Il existe plusieurs méthodes pour mesurer la valorisation des clubs sportifs. A Sportune, nous avons choisi d’appliquer le coefficient multiplicateur du chiffre d’affaires des dix huit formations de la Ligue 1 2025-2026, inspirée des méthodes de cabinet d’expertise du type KPMG dans leurs travaux sur le football européen (voir détails en page suivante).
Lé toute puissance du PSG dénote sur le reste de la Ligue 1
Sans surprise, le Paris Saint-Germain domine très largement l’ensemble du marché français. Sa puissance commerciale, son rayonnement international et la structure de ses revenus en font un actif à part, presque déconnecté du reste de la Ligue 1.
Derrière, pointe l’Olympique de Marseille grâce à son statut de marque historique du football français et l’épaisseur de sa base de fans, malgré une volatilité sportive qui pèse sur sa régularité financière. Le LOSC Lille complète le trio. Le club nordiste s’impose comme la grande révélation économique du moment, porté par une dynamique sportive solide, une rigueur économique exemplaire et une base populaire particulièrement monétisable.
Dans la théorie ici appliquée, l’Olympique Lyonnais complète ce premier bloc de clubs dont la valeur repose autant sur leur capacité à performer sportivement que sur des modèles économiques déjà bien installés. Sauf que la pratique est un peu mise à mal ces dernières saisons depuis le rachat du club par l’homme d’affaire John Textor. Ebranlées, les solides fondations du club, de son centre de formation longtemps parmi les plus performants au monde, à la propriété de son stade, n’en demeurent pas moins des « assets » séduisants pour tout investisseur potentiel.
Le FC Nantes un bastion historique mis à mal par la relégation
L’AS Monaco, le Stade Rennais, le RC Lens ou l’OGC Nice forment derrière un deuxième cercle, plus homogène, où la valorisation dépend davantage de la stabilité et du potentiel de progression que de la puissance immédiate.

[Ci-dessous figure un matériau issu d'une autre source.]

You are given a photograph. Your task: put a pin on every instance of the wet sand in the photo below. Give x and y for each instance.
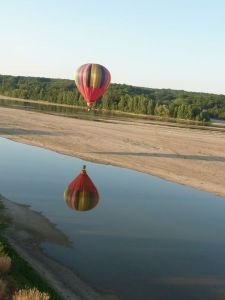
(192, 157)
(26, 231)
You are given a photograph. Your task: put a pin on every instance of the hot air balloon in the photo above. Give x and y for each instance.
(81, 194)
(92, 80)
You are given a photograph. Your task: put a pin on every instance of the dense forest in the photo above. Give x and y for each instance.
(126, 98)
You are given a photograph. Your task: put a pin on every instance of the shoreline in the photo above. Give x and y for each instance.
(26, 237)
(194, 158)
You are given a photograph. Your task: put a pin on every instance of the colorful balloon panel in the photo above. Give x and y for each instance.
(92, 80)
(81, 194)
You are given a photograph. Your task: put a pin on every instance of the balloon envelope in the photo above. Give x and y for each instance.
(81, 194)
(92, 80)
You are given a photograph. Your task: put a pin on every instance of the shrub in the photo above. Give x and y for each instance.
(29, 294)
(3, 290)
(5, 264)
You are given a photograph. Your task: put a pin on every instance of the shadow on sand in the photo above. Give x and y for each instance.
(21, 131)
(167, 155)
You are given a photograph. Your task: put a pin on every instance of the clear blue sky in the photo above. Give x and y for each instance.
(177, 44)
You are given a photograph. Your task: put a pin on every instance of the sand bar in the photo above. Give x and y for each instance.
(26, 231)
(192, 157)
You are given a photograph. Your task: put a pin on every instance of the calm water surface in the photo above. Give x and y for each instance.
(146, 239)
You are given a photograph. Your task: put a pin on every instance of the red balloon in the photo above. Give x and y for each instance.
(92, 80)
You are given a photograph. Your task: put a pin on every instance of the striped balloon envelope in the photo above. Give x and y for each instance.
(92, 80)
(81, 194)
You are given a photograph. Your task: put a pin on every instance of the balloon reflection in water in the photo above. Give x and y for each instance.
(81, 194)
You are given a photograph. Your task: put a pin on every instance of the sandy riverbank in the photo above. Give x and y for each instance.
(193, 157)
(26, 231)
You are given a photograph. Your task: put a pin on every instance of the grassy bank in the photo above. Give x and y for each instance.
(20, 275)
(100, 114)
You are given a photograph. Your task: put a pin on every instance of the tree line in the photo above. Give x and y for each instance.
(160, 102)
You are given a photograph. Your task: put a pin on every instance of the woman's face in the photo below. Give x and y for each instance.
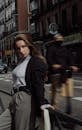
(22, 48)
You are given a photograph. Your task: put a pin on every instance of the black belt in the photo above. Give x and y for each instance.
(22, 88)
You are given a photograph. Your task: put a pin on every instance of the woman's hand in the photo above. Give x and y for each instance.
(45, 106)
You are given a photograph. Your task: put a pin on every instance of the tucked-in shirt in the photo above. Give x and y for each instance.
(18, 73)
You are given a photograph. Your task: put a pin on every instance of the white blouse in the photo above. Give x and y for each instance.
(18, 73)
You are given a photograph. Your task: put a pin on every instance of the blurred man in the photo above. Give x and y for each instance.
(61, 65)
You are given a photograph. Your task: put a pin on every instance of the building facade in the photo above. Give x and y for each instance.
(13, 19)
(67, 14)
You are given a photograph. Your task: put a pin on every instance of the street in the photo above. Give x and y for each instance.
(5, 95)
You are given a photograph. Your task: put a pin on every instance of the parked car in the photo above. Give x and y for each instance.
(3, 67)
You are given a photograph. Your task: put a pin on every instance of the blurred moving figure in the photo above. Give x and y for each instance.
(61, 65)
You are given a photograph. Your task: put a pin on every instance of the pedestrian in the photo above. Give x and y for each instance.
(28, 86)
(60, 63)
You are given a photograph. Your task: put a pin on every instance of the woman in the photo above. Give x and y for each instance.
(28, 86)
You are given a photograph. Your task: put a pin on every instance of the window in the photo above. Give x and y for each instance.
(74, 16)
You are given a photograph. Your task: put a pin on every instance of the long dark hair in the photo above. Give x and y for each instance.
(33, 50)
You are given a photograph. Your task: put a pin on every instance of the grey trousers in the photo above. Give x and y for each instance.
(20, 107)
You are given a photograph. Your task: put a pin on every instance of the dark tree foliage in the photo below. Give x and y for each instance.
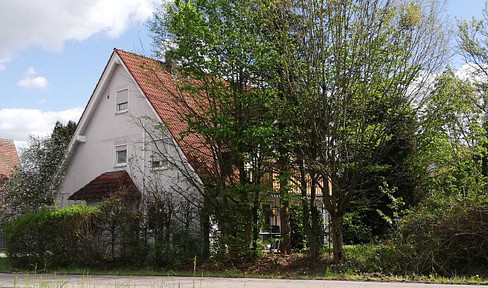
(35, 184)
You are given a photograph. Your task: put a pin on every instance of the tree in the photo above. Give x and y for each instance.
(36, 183)
(473, 44)
(214, 44)
(353, 92)
(335, 75)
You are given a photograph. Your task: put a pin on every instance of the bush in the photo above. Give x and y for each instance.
(113, 233)
(51, 238)
(447, 235)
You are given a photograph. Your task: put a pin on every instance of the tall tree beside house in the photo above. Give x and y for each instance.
(341, 103)
(214, 44)
(34, 185)
(352, 93)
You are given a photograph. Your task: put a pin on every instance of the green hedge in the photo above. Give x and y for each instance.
(52, 238)
(114, 233)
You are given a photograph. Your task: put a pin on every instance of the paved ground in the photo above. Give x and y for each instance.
(66, 281)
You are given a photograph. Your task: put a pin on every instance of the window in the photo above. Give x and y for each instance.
(121, 155)
(157, 163)
(122, 100)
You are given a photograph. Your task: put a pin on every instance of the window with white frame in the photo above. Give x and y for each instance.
(158, 163)
(122, 101)
(121, 155)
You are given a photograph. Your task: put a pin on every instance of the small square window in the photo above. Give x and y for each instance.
(122, 101)
(121, 155)
(157, 163)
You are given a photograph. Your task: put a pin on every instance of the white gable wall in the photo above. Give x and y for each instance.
(101, 129)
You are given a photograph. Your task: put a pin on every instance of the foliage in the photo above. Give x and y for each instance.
(111, 234)
(35, 185)
(214, 49)
(325, 115)
(298, 237)
(447, 235)
(51, 238)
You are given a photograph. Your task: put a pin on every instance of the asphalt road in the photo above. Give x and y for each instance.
(66, 281)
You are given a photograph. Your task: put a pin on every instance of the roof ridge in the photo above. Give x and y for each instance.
(138, 55)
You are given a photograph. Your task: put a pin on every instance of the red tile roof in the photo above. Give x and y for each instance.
(161, 90)
(107, 185)
(8, 157)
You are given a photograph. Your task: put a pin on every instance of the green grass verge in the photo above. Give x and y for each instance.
(329, 273)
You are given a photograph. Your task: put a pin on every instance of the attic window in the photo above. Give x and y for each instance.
(122, 101)
(120, 155)
(157, 163)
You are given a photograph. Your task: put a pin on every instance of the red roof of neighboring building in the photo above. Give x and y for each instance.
(8, 157)
(106, 185)
(161, 90)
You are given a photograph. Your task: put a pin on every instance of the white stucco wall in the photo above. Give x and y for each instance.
(106, 129)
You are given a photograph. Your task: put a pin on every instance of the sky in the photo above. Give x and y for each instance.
(52, 53)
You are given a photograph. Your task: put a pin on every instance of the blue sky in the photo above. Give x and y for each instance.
(52, 53)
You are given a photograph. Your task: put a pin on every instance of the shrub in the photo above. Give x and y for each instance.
(51, 238)
(446, 235)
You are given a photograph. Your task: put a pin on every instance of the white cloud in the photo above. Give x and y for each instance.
(18, 124)
(32, 81)
(49, 23)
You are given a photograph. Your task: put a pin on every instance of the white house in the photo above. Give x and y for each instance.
(120, 144)
(129, 139)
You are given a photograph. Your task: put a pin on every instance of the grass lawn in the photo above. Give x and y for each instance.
(296, 266)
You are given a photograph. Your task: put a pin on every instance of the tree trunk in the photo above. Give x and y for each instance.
(205, 228)
(314, 229)
(285, 247)
(337, 240)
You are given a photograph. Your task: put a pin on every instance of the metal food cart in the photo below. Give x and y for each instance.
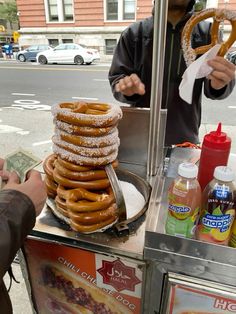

Plus bas dans le classement, et moins peut-être pour le RC Strasbourg qui s’appuie sur un projet encore naissant d’investisseurs ambitieux, des clubs comme le Toulouse FC ou le Stade Brestois, présentent des profils très différents mais une même caractéristique : une valeur étroitement liée à leur performance récente et à leur capacité à maintenir un niveau sportif élevé.
Enfin, des clubs comme Angers SCO, Le Havre AC, mais aussi le FC Nantes ou le FC Metz illustrent la partie la plus fragile du modèle économique de cette Ligue 1, devenue trop fortement dépendante des droits audiovisuels et de la continuité sportive.